Riassumendo, abbiamo a che fare con tre mediometraggi ricchi di ottimi spunti, che piacciono però fino a un certo punto, colpa di una certa rapidità narrativa e di una sorta di mancanza di scopo che, in fondo, lascia indifferenti.

Voto: 6 su 10

2 commenti:

ron70 ha detto...

Un misero 6 mi sembra poco per un'ottimo film come questo.Tre episodi diversissimi per tematiche affrontati e tutti (volutamente)col finale aperto,senza morale o lieto fine.Non esente da superficialità ma molto affascinante.Lo rivedo spesso.

Simone Corà ha detto...

Affascinante lo è di sicuro, su tutti il primo episodio, che però risulta essere il peggiore perché troppo superficiale e sbrigativo nel trattare tanto materiale in troppi pochi minuti.
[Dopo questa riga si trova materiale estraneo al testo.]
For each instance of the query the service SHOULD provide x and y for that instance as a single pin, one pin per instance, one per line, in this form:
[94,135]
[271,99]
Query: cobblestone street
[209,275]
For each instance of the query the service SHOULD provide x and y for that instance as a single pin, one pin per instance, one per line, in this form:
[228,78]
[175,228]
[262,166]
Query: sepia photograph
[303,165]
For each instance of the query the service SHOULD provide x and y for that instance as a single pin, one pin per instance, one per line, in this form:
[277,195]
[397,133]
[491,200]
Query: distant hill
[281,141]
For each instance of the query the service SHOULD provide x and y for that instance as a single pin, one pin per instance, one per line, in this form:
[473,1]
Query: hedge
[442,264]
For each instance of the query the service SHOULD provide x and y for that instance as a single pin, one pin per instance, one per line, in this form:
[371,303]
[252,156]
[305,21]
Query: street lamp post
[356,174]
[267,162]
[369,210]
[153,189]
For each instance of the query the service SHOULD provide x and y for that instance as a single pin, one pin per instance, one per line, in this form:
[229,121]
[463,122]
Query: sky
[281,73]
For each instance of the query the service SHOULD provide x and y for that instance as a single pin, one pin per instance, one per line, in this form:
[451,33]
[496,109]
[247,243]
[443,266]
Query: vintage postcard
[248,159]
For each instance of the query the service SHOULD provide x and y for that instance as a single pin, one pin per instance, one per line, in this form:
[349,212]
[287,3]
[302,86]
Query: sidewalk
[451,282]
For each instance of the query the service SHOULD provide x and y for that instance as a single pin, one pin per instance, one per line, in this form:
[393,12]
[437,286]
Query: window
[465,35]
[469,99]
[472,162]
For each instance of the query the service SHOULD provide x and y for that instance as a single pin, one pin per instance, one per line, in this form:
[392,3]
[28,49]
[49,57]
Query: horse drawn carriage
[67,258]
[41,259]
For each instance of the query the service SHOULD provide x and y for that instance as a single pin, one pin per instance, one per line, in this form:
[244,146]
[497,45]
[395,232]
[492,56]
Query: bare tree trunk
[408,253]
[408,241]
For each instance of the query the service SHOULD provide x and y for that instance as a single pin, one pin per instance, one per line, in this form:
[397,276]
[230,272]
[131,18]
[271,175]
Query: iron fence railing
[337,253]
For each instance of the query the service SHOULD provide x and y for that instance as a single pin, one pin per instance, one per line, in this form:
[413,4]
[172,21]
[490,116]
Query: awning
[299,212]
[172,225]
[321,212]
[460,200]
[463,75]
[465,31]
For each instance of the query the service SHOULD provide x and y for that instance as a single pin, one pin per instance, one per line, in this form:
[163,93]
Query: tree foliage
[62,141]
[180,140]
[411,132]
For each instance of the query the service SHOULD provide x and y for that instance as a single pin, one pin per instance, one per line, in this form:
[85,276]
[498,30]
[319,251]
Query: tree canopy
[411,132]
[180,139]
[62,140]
Al contrario, l'episodio di Otomo l'ho trovato soltanto un esperimento, a cui mancava qualcosa (uno spunto più forte e strutturato) per renderlo pienamente soddisfacente. Con Stink Bomb mi sono divertito molto, però, anche quello come Carne da cannone, è un esercizio fine a se stesso... da lì il 6 generale. :)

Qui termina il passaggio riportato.